In a recent Telegraph article, about the refugees fleeing the Islamic State forces and Britain's silence on taking some refugees from the area - Fraser Nelson asked 'What kind of a country are we?'
We are seeing and hearing reports of atrocities committed by the Sunni extremists against Christian and Yazidi minorities as they advance into Iraq. Accounts of whole families shot in the face for refusing to convert to Islam - a boy who happened to be named after a Bishop cut in half. There are reports of 80 Yazidi men being massacred and women and children being kidnapped in one village after refusing to convert to Islam - evidence that people are being brutally persecuted for their ethnicity and their beliefs. Many thousands of people are fleeing their homes and villages to avoid the advancing fanatics pouring into Iraq from the north.
The issue of refugees from this conflict was recently discussed on the Jeremy Vine Radio 2 show and gave a clue as to what sort of a country we might now be. What struck me was the attitude of the several people who rang in. One caller asked why the UK was the only country taking in refugees - why was it only us, he asked? Another asked why we 'take them all?' Of course someone said we were 'full' and another said there are richer countries than us who should take them. None of these statements were challenged - I don't recall anyone calling in with a contrary view.
We are still a richer country than nearly all the other countries in the world and of course we are not the only country taking in refugees - according to UNHCR figures the UK is 15th in the world in terms of the number of refugees we have here. Pakistan, Ethiopia, Kenya, Bangladesh and Yemen all have more refugees than the UK and they are much poorer countries than us. Obviously this has much to do with where the countries are situated and how close they are to conflicts which generate refugees. But Germany, France and the USA all have more refugees than the UK.

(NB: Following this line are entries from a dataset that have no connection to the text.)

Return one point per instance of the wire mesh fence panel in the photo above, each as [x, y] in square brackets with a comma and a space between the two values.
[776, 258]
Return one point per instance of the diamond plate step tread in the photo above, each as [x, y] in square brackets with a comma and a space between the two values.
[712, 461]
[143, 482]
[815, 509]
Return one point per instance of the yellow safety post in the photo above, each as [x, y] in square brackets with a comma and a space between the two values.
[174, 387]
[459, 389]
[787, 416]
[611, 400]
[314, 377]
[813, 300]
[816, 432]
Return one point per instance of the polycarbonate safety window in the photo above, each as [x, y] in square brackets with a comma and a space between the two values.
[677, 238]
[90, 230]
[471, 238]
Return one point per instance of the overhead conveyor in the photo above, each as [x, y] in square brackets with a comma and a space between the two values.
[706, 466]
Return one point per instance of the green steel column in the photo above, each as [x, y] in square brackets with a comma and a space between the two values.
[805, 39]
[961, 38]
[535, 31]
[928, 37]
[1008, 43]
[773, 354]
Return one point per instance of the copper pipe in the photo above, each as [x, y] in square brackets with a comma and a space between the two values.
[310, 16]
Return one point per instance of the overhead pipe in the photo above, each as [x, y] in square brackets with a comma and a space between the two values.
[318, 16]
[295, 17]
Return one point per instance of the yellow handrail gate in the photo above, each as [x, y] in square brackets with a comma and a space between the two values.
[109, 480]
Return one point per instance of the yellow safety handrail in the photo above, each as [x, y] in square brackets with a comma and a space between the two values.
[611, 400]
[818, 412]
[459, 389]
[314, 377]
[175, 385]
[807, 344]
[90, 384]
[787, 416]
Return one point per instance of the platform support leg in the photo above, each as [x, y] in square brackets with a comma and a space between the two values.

So are we full? According to some research reported on by the BBC in 2012 only around 2% of the UK is actually built on - actually has a house or another building on it or is concreted over - this includes spaces between concrete and buildings in urban areas. So by this measurement we are nowhere near full.
Of course the caller might have meant that the existing health and social services are overwhelmed or at capacity. This is almost certainly true in some areas but not all and, of course, we would have to carefully consider where in the UK we send any refugees. Even if the caller is right about the entire country being at capacity (which I doubt) - then we will still have to create more room from somewhere because according to ONS estimates our population is likely to grow by another 10 million over the next 20 years even without these few hundred extra refugees. My point is that this caller just said we were full - and that was all he needed to have said - it appears there is no need to clarify that argument these days.
Quite rightly there is a debate to be had on controlling immigration or even knowing how many people are coming to the UK - but bringing in a certain number of refugees is not about uncontrolled immigration and the two should not be confused.
Of course transporting refugees to the UK may not be the best thing for them - but in a sense that is academic - the issue is a political one or even a cultural one in the UK. As they attitude of callers suggested there are a number of people in our country who don't want more foreign people coming to the UK even if they face death and persecution.
There are a number of people in this country who will make any argument - no matter how weak - to try to stop foreign people - even those in great need, coming to the UK.
The government, to its credit, is supplying aid to people in the war zones but Mr Cameron apparently feels that he cannot risk even talking about accepting even small numbers of refugees because of the UKIP effect and because the 2015 elections are not too far off.
So - perhaps the answer to the question of what sort of a Country we are is that we are less welcoming to those being persecuted than we were. We are less compassionate about those in most need than many other countries and in spite one of the richest countries on the planet we are more selfish and less caring than before.